The Rev. Canon Jan Naylor Cope
Jesus told this parable to some who trusted in themselves that they were righteous and regarded others with contempt: “Two men went up to the temple to pray, one a Pharisee and the other a tax collector. The Pharisee, standing by himself, was praying thus, `God, I thank you that I am not like other people: thieves, rogues, adulterers, or even like this tax collector. I fast twice a week; I give a tenth of all my income.’ But the tax collector, standing far off, would not even look up to heaven, but was beating his breast and saying, `God, be merciful to me, a sinner!’ I tell you, this man went down to his home justified rather than the other; for all who exalt themselves will be humbled, but all who humble themselves will be exalted.”
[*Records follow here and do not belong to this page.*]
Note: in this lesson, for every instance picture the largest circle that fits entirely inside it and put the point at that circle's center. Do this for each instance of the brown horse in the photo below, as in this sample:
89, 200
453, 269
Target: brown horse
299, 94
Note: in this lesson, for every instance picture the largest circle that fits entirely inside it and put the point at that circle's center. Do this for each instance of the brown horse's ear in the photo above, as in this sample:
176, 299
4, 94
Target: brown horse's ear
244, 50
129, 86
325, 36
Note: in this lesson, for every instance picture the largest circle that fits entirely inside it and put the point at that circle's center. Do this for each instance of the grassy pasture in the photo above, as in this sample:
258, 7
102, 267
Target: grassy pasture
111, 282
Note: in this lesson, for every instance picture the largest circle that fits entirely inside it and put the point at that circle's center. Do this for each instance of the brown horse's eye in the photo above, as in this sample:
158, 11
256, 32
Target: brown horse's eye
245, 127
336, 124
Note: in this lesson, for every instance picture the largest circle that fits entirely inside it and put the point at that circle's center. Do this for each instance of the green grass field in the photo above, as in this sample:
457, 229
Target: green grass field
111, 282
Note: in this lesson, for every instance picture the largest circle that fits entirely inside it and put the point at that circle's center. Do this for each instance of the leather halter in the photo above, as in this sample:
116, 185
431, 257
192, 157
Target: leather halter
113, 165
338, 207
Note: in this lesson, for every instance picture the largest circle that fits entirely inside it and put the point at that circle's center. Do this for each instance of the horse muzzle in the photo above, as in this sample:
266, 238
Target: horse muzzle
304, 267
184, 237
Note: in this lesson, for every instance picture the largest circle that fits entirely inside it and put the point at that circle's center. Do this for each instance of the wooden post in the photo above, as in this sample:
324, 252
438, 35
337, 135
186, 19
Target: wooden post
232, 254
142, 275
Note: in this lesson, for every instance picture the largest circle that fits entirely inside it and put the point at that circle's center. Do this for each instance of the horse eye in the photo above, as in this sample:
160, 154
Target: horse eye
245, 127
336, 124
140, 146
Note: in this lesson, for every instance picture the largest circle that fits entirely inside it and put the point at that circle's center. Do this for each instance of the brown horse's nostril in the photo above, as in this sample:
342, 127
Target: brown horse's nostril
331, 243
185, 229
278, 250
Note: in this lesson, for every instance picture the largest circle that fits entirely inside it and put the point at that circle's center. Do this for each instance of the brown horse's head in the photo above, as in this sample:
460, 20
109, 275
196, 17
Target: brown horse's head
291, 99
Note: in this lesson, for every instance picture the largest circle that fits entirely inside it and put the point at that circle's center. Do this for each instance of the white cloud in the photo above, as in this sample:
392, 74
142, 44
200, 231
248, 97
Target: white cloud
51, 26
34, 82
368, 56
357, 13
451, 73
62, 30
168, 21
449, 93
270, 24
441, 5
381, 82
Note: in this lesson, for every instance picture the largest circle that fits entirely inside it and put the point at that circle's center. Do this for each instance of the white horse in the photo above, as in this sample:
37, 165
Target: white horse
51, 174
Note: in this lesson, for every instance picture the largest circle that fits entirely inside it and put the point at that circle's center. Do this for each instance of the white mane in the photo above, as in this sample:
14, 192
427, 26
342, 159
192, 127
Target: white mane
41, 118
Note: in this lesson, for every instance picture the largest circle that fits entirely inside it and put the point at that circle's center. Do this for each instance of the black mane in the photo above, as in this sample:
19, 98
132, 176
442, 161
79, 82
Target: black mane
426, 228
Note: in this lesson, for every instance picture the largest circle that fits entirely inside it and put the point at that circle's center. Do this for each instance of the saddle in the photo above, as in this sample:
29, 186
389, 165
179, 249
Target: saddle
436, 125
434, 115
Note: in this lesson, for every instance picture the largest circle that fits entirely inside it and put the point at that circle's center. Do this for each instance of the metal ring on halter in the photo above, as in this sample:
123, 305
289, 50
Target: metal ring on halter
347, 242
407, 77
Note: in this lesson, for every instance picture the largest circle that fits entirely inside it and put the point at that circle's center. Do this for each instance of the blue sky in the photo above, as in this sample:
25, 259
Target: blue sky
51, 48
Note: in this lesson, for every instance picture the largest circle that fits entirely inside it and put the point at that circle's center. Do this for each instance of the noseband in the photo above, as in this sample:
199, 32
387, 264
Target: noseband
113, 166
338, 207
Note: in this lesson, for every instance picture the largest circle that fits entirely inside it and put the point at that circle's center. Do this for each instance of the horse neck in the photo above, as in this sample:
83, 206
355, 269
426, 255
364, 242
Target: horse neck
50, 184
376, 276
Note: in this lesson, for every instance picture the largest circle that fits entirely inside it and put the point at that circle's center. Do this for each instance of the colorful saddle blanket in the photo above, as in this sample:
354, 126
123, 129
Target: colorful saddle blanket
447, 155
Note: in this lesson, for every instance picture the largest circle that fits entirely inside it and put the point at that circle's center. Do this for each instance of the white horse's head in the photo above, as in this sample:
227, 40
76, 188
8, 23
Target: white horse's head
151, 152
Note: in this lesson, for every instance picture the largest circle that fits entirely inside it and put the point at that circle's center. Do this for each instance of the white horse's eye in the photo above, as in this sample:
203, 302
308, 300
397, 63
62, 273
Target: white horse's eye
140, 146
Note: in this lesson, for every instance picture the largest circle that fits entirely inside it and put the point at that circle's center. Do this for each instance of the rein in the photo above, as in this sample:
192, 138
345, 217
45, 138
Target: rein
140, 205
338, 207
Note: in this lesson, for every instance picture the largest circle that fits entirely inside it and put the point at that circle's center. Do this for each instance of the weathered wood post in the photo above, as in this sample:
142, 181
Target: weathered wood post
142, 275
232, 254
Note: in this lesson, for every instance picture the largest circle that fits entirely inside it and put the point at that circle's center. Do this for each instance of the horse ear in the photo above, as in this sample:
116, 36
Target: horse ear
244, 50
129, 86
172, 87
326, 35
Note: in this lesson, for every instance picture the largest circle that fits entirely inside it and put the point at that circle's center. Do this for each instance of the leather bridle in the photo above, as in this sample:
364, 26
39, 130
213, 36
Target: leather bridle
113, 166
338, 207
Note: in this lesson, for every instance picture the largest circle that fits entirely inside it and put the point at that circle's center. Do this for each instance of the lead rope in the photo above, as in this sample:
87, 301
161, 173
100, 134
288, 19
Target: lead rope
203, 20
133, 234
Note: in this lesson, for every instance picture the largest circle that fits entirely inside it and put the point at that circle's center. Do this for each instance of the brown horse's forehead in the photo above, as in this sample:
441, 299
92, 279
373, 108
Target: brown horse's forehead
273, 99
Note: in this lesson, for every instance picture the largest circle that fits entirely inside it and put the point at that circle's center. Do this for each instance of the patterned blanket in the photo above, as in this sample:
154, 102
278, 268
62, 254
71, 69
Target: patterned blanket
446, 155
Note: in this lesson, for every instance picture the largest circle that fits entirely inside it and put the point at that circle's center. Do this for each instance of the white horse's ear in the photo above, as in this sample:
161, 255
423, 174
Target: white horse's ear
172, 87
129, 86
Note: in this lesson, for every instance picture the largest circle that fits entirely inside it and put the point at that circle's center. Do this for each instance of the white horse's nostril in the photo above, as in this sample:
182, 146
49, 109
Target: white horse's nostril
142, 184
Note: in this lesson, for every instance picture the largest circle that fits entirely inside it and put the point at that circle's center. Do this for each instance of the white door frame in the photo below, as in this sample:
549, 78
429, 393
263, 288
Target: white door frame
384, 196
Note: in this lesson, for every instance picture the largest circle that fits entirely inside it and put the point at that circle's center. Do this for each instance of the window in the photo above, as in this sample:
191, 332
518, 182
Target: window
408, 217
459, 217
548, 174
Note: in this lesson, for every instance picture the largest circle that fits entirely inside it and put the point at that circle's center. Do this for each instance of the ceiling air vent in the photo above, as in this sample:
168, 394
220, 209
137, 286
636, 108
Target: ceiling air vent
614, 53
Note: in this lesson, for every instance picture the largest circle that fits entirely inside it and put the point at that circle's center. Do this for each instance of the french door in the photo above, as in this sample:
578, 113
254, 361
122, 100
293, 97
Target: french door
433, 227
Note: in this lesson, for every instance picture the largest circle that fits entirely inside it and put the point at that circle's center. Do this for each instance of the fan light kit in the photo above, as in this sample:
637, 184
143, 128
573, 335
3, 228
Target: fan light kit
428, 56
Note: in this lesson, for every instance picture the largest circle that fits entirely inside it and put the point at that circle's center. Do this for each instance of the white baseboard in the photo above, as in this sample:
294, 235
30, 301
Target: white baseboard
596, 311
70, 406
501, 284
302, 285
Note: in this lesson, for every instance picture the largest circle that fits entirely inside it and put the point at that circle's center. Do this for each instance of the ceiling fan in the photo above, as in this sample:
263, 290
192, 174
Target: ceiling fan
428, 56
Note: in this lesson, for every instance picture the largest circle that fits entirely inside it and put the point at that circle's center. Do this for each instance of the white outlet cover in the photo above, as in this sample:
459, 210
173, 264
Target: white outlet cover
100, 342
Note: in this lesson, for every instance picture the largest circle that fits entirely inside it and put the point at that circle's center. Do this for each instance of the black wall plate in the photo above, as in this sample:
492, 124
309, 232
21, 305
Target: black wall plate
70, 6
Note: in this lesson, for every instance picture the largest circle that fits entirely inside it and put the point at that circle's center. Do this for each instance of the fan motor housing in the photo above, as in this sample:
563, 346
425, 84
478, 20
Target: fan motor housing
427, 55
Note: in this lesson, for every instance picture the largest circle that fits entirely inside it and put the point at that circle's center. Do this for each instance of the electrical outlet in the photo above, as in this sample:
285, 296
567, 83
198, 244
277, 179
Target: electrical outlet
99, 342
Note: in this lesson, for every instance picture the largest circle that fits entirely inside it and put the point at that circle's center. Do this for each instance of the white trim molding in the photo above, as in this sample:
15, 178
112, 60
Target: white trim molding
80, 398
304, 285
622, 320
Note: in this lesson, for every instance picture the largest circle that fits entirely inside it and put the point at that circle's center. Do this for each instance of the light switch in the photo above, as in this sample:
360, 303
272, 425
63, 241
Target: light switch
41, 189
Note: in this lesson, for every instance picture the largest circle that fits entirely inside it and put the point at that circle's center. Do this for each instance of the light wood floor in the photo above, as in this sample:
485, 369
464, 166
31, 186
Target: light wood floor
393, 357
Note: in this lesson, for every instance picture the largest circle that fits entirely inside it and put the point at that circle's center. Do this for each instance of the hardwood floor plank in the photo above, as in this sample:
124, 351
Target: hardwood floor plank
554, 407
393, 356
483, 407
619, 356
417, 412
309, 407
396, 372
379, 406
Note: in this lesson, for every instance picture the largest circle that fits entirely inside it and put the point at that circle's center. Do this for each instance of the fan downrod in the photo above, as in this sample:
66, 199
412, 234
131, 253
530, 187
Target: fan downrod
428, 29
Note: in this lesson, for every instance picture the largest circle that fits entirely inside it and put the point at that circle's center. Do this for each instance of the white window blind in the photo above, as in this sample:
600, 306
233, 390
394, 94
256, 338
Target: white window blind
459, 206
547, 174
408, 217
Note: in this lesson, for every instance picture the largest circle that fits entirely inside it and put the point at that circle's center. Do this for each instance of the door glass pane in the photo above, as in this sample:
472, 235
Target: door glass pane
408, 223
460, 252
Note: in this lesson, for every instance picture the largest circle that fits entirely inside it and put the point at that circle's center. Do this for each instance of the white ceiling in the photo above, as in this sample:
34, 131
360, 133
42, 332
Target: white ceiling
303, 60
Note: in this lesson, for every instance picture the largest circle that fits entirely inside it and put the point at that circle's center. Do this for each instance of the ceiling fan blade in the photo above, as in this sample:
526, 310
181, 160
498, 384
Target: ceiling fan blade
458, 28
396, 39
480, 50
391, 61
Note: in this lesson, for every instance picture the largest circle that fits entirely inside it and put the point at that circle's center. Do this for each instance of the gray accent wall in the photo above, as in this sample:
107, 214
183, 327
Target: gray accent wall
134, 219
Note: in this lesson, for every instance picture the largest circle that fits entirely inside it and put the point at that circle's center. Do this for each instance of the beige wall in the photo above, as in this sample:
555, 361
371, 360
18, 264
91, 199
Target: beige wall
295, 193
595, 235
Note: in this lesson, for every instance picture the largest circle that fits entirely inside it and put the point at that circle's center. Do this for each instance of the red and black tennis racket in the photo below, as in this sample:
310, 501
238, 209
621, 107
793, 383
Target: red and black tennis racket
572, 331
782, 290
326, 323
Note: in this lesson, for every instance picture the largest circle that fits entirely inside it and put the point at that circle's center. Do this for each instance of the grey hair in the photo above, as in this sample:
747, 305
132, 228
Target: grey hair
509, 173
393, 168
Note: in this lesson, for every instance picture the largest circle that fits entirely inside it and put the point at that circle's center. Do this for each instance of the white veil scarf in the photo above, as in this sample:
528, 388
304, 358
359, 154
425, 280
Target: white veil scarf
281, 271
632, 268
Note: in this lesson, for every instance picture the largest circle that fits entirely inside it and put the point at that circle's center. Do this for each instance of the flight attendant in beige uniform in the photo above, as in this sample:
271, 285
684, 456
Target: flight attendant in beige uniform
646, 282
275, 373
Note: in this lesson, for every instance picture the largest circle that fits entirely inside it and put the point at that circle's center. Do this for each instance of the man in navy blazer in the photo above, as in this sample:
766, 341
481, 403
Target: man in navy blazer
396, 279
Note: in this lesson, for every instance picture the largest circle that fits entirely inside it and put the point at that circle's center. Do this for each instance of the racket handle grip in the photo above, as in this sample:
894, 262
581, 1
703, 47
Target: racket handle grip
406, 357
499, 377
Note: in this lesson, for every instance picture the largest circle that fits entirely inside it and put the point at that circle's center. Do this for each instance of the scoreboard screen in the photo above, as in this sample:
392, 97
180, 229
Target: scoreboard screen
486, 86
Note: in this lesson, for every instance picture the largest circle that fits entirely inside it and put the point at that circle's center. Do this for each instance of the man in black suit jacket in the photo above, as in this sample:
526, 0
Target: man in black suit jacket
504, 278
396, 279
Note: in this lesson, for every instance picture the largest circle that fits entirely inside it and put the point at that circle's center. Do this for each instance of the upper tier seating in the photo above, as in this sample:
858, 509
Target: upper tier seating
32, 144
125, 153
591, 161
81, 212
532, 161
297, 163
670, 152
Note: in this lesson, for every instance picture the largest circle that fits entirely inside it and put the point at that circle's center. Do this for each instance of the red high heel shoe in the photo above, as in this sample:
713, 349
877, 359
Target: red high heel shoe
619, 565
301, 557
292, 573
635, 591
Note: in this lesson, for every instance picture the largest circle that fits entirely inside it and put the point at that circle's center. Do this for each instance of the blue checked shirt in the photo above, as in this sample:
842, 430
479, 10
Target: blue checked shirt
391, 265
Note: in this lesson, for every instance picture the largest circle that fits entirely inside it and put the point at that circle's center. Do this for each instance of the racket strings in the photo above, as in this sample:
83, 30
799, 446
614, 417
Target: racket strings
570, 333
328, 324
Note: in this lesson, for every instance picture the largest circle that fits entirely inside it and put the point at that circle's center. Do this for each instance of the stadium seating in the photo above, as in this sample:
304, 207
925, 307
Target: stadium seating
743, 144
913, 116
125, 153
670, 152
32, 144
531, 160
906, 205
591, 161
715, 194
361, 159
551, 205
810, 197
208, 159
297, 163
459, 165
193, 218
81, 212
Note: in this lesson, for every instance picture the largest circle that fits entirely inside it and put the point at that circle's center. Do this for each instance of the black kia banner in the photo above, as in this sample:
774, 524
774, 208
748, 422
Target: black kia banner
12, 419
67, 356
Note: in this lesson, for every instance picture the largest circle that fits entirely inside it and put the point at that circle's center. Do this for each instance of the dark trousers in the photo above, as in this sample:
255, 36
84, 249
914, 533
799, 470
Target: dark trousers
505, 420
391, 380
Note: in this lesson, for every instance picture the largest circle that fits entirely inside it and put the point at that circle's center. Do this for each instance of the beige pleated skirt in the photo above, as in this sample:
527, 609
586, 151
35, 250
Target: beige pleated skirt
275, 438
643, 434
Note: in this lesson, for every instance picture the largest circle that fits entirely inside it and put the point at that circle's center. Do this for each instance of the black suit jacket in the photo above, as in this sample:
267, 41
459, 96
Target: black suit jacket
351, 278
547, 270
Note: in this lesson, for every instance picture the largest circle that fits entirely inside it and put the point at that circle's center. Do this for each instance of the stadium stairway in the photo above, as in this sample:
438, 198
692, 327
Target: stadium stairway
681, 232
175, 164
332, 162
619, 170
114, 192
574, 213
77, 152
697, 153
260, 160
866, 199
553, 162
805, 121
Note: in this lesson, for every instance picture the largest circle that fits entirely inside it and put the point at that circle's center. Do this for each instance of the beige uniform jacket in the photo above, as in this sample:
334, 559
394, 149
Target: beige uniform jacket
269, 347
As we reflect on this parable in the context of our global health and financial crises, it speaks to us about the need for our prayers to move right past piety to breast-beating reality. God be merciful to us – all of us!! This is the time for us to seriously embrace the reality that we are inextricably interconnected as a global community. In these times, loving our neighbors takes on a whole new meaning.
I hope you are looking for “the helpers” as Mister Rogers called them, and that those who are able are serving as helpers to those most vulnerable in our midst. The many acts of kindness and grace and compassion are all around us if we have eyes to see and ears to hear. Regardless of whether you are on the front lines or in some form of home shelter or medical care, prayer is an essential means through which we stay connected to God and one another. It is also a source of hope and strength in uncertain times.
In her book Amazing Grace, Kathleen Norris shares this about prayer. “The ancient monks understood that a life of prayer would manifest itself in relationships with others. ‘If prayer is a matter of concern to you,’ said the sixth-century monk John Climacus, ‘then show yourself to be merciful.’ As ‘a dialog and a union with God,’ he said, ‘prayer has the effect of [holding] the world together.’”
We may not be able to see where all of this will lead, but we know that God will be with us. “Now faith is the assurance of things hoped for, the conviction of things not seen.” (Hebrews 11:1)
Blessings and in faith,
O God, you know us to be set in the midst of so many and great dangers, that by reason of the frailty of our nature we cannot always stand upright: Grant us such strength and protection as may support us in all dangers, and carry us through all temptations; through Jesus Christ our Lord, who lives and reigns with you and the Holy Spirit, one God, for ever and ever. Amen.